Die Berufung ist zulässig, bleibt jedoch weit überwiegend erfolglos. Zu Recht und mit überzeugender Begründung hat das Landgericht der Widerklage stattgegeben. Die Angriffe der Berufung rechtfertigen keine andere Beurteilung. Ergänzend ist Folgendes anzumerken:

1. Wie das Landgericht zutreffend ausgeführt hat, kommt als Anspruchsgrundlage für die Widerklage nur § 14 Abs. 2 Nr. 3 MarkenG in Betracht.
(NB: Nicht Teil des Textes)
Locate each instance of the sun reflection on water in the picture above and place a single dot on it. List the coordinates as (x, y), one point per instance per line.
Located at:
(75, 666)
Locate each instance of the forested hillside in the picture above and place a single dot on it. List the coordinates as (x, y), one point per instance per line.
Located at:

Zwischen Sportschuhen und Kosmetika besteht keine Warenähnlichkeit, so dass ein Anspruch aus § 14 Abs. 2 Nr. 2 MarkenG ausscheidet. § 14 Abs. 2 Nr. 3 MarkenG ist in der Alternative "Ausnutzen der Wertschätzung einer bekannten Marke" erfüllt.

2. Da die Widerbeklagte zu 1 über eine unstreitig bestandskräftige IR-Marke "Nike" mit Priorität vom 1.6.84 verfügt (§ 112 MarkenG), war gemäß § 22 Abs. 1 Nr. 1 MarkenG auf die Bekanntheit der Marke der Widerklägerin zu 1 zu diesem Prioritätszeitpunkt abzustellen (BGH GRUR 2003, 428, 433 "Big Bertha").

Die Parteien haben problematisiert, ob auf den Beginn der tatsächlichen Nutzung als Kollisionszeitpunkt abgestellt werden könne, weil die Widerbeklagten auch nach ihrem Vortrag erst 1992, mithin 8 Jahre nach der Eintragung der IR-Marke und nach Ablauf der Benutzungsschonfrist, mit der Nutzung in Deutschland begonnen haben. Die IR-Marke war zu diesem Zeitpunkt für Deutschland bereits löschungsreif. So hat der BGH für die Rechtslage vor Inkrafttreten des MarkenG in der Entscheidung "Salomon" damit sympathisiert, dass es für den Unterlassungsanspruch des Inhabers der bekannten Marke möglicherweise erst auf den Beginn der tatsächlichen Benutzung des prioritätsjüngeren Zeichens ankommen könnte, die Frage dann letztlich aber offen gelassen (NJW 91, 3212, 3213).

Hierfür sieht der Senat nach dem MarkenG keine gesetzliche Grundlage. Denn da die Widerklägerinnen unstreitig die Marke spätestens seit 1996 in Deutschland benutzt haben, ist eine Heilung der Löschungsreife eingetreten, die zwar nur ex-nunc wirkt, aber die ursprüngliche Priorität der Marke unberührt lässt (Ingerl-Rohnke, MarkenG, 2. Aufl., § 49 Rn. 25). Wenn die Marke aber nicht mehr gelöscht werden kann, ist der Markeninhaber zugleich über § 22 Abs. 1 Nr. 1 MarkenG nicht an der Benutzung durch den Inhaber der erst später bekannt gewordenen Marke gehindert. Damit hat es für das Tatbestandsmerkmal der "Bekanntheit" bei der Regelung des § 22 Abs. 1 Nr. 1 MarkenG zu bleiben (zum Tatbestandsmerkmal der unlauteren Ausnutzung der Wertschätzung s. unter Ziff. 4.)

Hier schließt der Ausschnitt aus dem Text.